Assim, apesar dos pontos já mencionados, para João Gomes, toda a informação que surgiu simultaneamente (e que deveria ser rigorosa) levanta algumas questões pertinentes, criando alguma dificuldade na sua análise. “Ao compararmos dados vindos da Europa com dados vindos da China ou mesmo dados que podem ter por detrás intenções políticas ou estratégicas do ponto de vista da gestão da pandemia, nem sempre é fácil interpretá-los. Nem todos os países definem da mesma forma o que é uma morte COVID-19. Por exemplo, em Portugal, foi tomada a decisão de que, se uma pessoa morre depois de testar positivo, então a sua morte deverá ser considerada por COVID-19, mesmo que seja um doente terminal de cancro. Outras doenças, mesmo a gripe, registaram, no último ano, valores muito inferiores ao que é usual e isto pode estar associado à definição de doente COVID”, explica o nosso entrevistado, dando outro exemplo: “Veja-se a Índia, onde cada vez que olhamos para os números, ficamos em pânico e a pensar que se está perante uma catástrofe.
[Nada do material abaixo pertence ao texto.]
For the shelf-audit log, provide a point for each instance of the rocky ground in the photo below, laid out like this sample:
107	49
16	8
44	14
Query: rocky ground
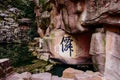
68	74
7	73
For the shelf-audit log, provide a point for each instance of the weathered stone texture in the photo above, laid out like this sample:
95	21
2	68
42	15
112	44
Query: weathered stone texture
70	49
97	50
112	56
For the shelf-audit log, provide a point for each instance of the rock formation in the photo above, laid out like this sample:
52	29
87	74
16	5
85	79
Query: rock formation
71	29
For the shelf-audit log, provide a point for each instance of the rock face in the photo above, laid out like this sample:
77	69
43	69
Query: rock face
112	56
97	50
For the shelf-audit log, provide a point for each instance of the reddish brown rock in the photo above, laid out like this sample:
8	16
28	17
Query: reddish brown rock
56	78
76	50
70	73
41	76
97	50
112	56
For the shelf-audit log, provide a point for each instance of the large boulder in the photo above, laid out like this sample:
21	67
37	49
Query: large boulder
70	49
112	56
97	50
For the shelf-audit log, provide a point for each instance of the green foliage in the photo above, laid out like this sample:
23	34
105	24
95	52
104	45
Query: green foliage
17	53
Ora, a Índia tem até à data 240 000 óbitos com COVID-19, o que corresponde em Portugal a pouco mais de 1700 mortos, porém qualquer banal época de gripe teve mais óbitos atribuídos do que 1700! Outra informação é que morrem por dia na Índia, nesta fase, cerca de 3500 a 4000 pessoas com o vírus, o que corresponderia em Portugal a cerca de 27 mortes com COVID-19. Estes números, se mal interpretados, podem levar ao pânico de forma escusada”, explica.
Outro desafio que se impõe atualmente e que o Professor João Gomes salienta, vai ao encontro da “alimentação do pânico que existe em grande parte da sociedade. Os jornais e as televisões noticiam diariamente que, atualmente, morrem por dia quatro a cinco pessoas com teste positivo à COVID-19 e no geral, a população não sabe que, por exemplo, no mês de abril de 2021 morreram menos 20 pessoas diariamente do que a média dos meses de abril de 2017, 2018 e 2019 e menos 60 pessoas por dia do que em 2020”.
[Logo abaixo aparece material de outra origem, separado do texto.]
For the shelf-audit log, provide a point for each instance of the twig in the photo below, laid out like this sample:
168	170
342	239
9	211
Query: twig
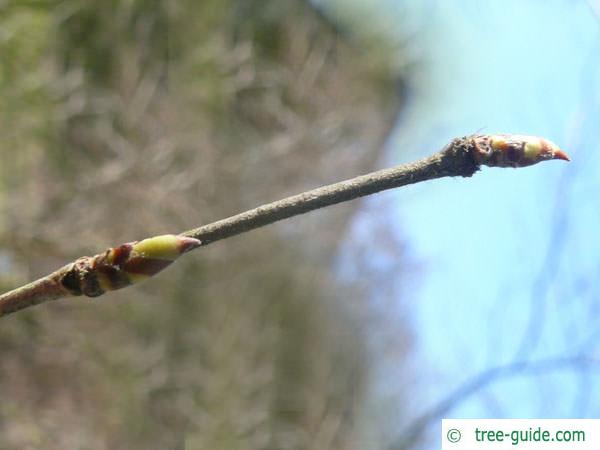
121	266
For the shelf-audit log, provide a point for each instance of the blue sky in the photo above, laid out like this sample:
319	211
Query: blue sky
509	259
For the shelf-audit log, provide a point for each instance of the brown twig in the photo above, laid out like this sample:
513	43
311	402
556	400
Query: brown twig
123	265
Estando a informação dispersa e pouco disponível, até mesmo para os investigadores – segundo João Gomes –, o próprio apresenta uma solução que poderia colmatar tais lacunas: “Falta-nos um gabinete de epidemiologia que apoie o Instituto Ricardo Jorge – a Suécia, por exemplo tem dentro da agência de saúde pública um departamento liderado por Anders Tegnell com quase 130 pessoas (departamento de epidemiologia)”.
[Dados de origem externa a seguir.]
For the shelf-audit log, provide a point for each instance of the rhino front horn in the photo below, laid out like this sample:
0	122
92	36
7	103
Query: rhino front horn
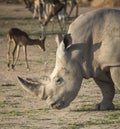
32	87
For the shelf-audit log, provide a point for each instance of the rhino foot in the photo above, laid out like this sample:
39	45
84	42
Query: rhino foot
102	106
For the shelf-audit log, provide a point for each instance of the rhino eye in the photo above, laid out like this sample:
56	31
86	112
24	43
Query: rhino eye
59	80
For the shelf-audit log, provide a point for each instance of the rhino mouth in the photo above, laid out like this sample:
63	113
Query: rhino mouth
57	104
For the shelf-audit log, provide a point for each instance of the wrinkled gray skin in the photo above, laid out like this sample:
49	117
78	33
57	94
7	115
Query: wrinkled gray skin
91	49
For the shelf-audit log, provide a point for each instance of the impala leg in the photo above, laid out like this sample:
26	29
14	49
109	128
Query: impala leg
8	54
17	54
115	75
13	56
25	53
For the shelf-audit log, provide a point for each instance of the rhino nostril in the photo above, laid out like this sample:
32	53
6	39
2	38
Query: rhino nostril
57	105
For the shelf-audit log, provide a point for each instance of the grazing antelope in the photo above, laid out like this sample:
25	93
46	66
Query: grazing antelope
21	38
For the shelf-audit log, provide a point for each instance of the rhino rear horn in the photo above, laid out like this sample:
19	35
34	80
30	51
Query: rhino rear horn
30	86
67	40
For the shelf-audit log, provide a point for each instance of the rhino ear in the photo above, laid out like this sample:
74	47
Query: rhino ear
58	39
67	40
32	87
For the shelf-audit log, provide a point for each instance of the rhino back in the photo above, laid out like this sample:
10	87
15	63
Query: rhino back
99	31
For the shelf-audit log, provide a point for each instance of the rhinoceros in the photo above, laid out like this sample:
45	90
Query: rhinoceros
90	49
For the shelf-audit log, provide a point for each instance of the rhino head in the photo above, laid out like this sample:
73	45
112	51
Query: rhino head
63	84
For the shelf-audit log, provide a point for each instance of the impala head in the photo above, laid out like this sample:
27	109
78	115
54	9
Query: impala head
63	84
Em conclusão, podemos afirmar que existe, de facto, uma consciencialização da importância da estatística e respetivo peso na resolução de problemas. Contudo, e segundo os nossos entrevistados, “existe também o risco de se banalizarem termos e interpretarem os mesmos erradamente, porque todos se sentem um pouco estatísticos com esta “apropriação” diária e disseminação da terminologia, embora nem sempre da forma mais correta e por vezes induzindo a conclusões distorcidas”, terminam.